This time of year, many Americans are struggling to finish their tax returns on time, cursing the IRS in particular and the US government in general.

I would like to write a thank-you note to the American taxpayer. I am a beneficiary of your (and my own) largess.

I read a while back that it costs hundreds of thousands of dollars to train a PhD level scientist; most of that cost is borne by a combination of federal and state funding. Mark and I are no exception; we both received subsidies, scholarships and stipends from state and federal entities in addition to private money. In contrast, taxpayers pay several times more to train a military pilot. Tellingly, during the dot-com boom of the late 1990s, the two types of officers not allowed to separate from the AF at the end of their enlistment terms were pilots and meteorologists.

Not only were we trained on taxpayer dollars, but we are still on the dole today, working in a federally funded laboratory. In the past two years, I have been paid by a variety of federal sources including DOD (USAF), NASA, DOC (NOAA) and DOT (FAA).

It gets worse. I had the audacity to give birth and take maternity leave, paid for by your tax dollars. Moreover, I had the cheek to become severely ill, consume large quantities of health care and go out on medical disability leave for several months. That medical care and time off was paid for by a combination of our savings and your taxpayer dollars.

I try to give you good value for your tax-dollars.
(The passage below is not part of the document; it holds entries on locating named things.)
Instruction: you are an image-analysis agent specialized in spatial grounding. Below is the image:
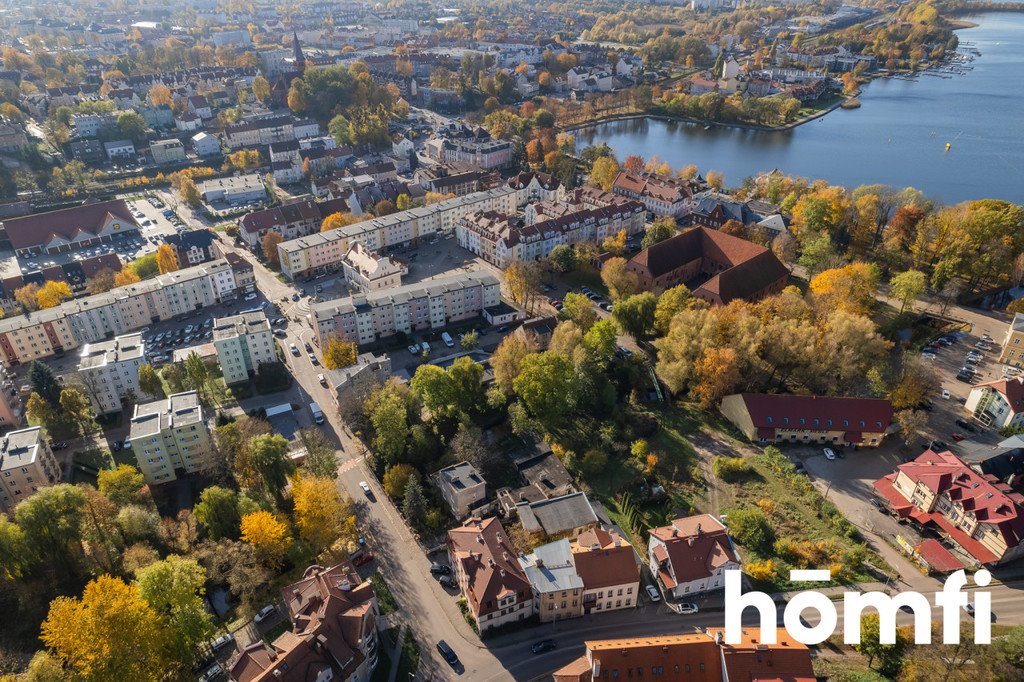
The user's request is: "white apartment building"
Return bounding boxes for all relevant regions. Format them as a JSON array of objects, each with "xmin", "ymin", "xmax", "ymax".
[
  {"xmin": 278, "ymin": 186, "xmax": 517, "ymax": 279},
  {"xmin": 311, "ymin": 271, "xmax": 502, "ymax": 347},
  {"xmin": 0, "ymin": 259, "xmax": 236, "ymax": 364},
  {"xmin": 213, "ymin": 310, "xmax": 278, "ymax": 386},
  {"xmin": 0, "ymin": 426, "xmax": 60, "ymax": 512},
  {"xmin": 125, "ymin": 391, "xmax": 212, "ymax": 485},
  {"xmin": 74, "ymin": 333, "xmax": 145, "ymax": 415},
  {"xmin": 341, "ymin": 242, "xmax": 409, "ymax": 294}
]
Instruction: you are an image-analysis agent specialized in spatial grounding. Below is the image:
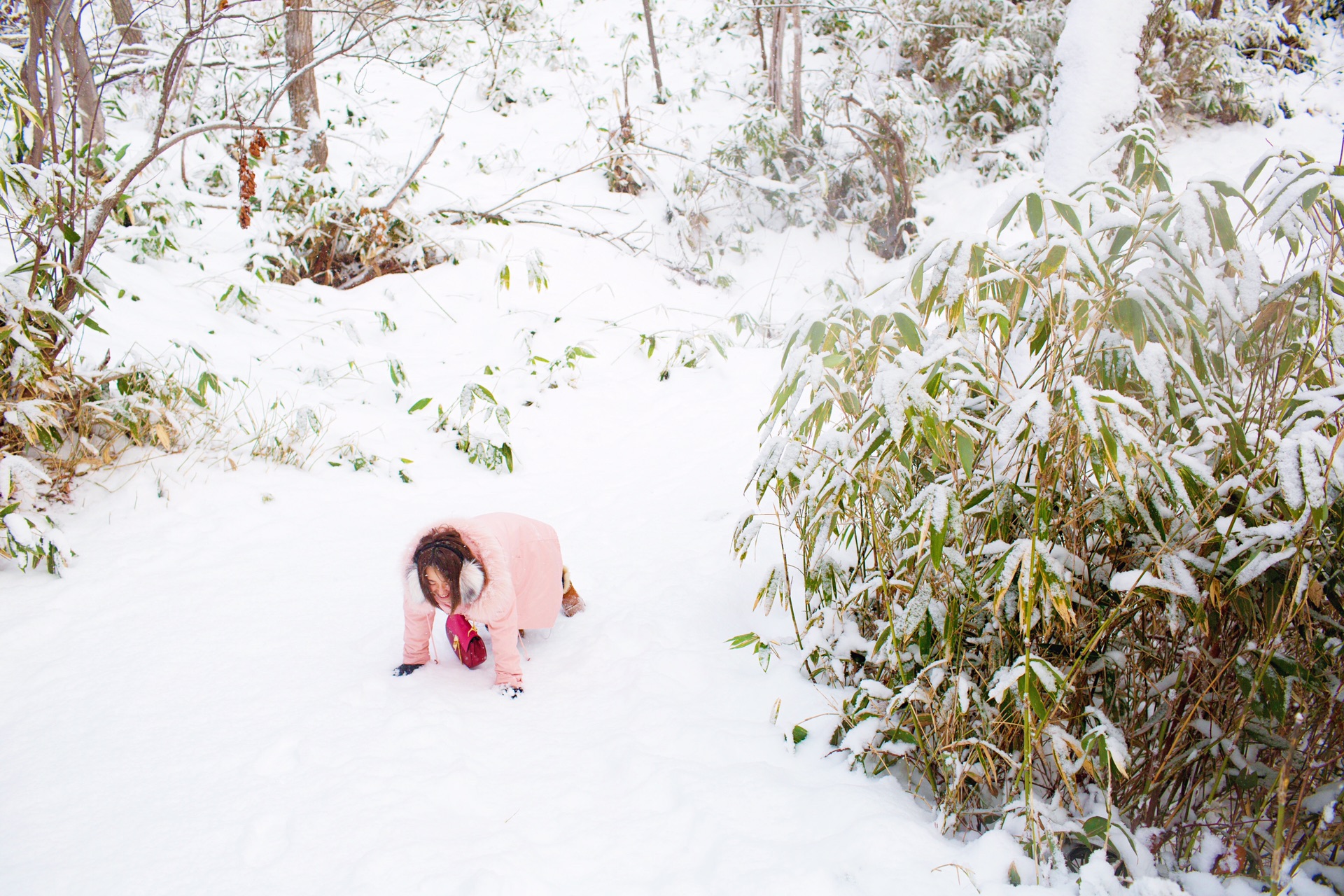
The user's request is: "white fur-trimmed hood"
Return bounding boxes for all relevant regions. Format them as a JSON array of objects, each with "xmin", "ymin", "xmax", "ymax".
[{"xmin": 402, "ymin": 519, "xmax": 513, "ymax": 622}]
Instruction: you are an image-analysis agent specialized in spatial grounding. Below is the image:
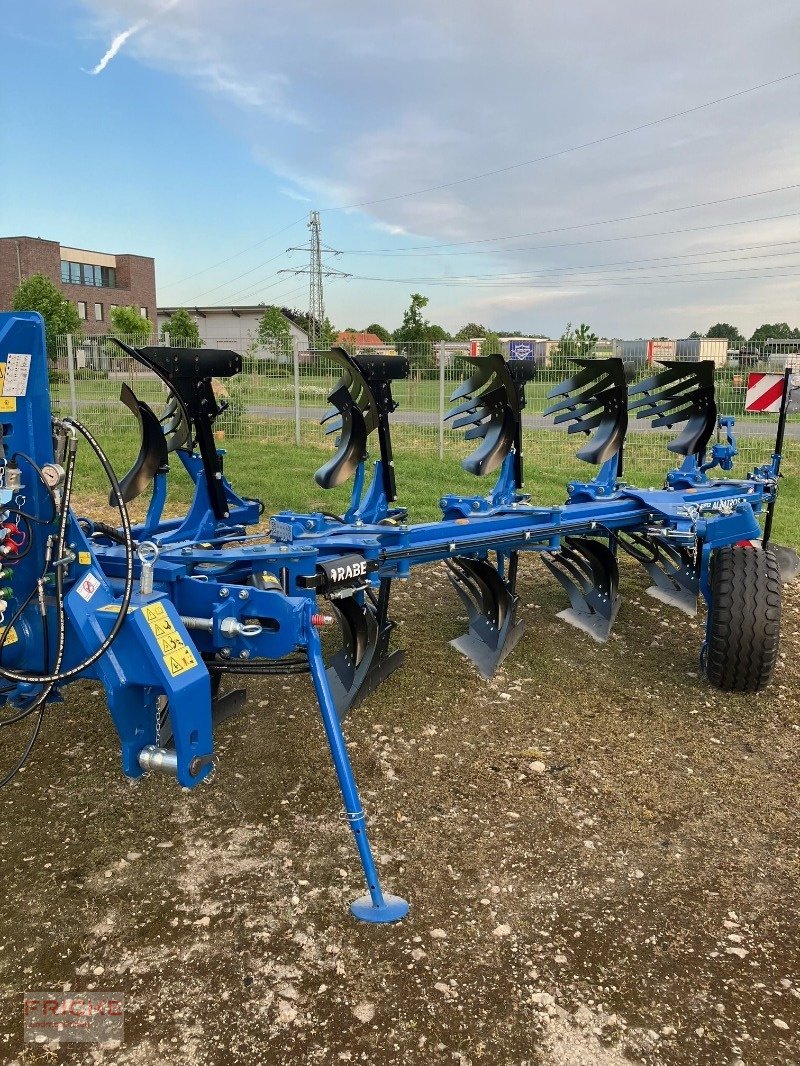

But I have competing priorities as I need to also focus on my recovery and raising my daughter. I can not maximize the training that you paid for by working around the clock. Although, if I die prematurely, that wouldn't maximize your training dollars, either.

I work ‘only part-time’ for a scientist, 36 hours a week. I really can’t run any faster. I am sorry. But thanks for the health care. It was, literally, a lifesaver. Now let’s do the important work of building a nation that is worth funding and defending.

PS. I am not arguing that our current tax system is optimal or even fair. I am just saying thanks.

Friday, April 13, 2007

Sobering Quote

A major benefit of being a start-over dad is that the men no longer need to scramble up the professional ladder. “It’s so pleasant,” said Dr. J. Allan Hobson, 73, a former Harvard Medical School professor of psychiatry and the father of twin 10-year-olds, Andrew and Matthew. “My success as a scientist depended on my neglecting my first set of children. Now that I’m retired, we have a lot more time together.”
Read the entire article, He’s Not My Grandpa. He’s My Dad.

Thursday, April 12, 2007

How to Use a Clothesline

Skills are usually passed down from parent to child. But, what happens when a skill is lost and your parents don't know how to use a clothesline? Then people turn to search engines or the media.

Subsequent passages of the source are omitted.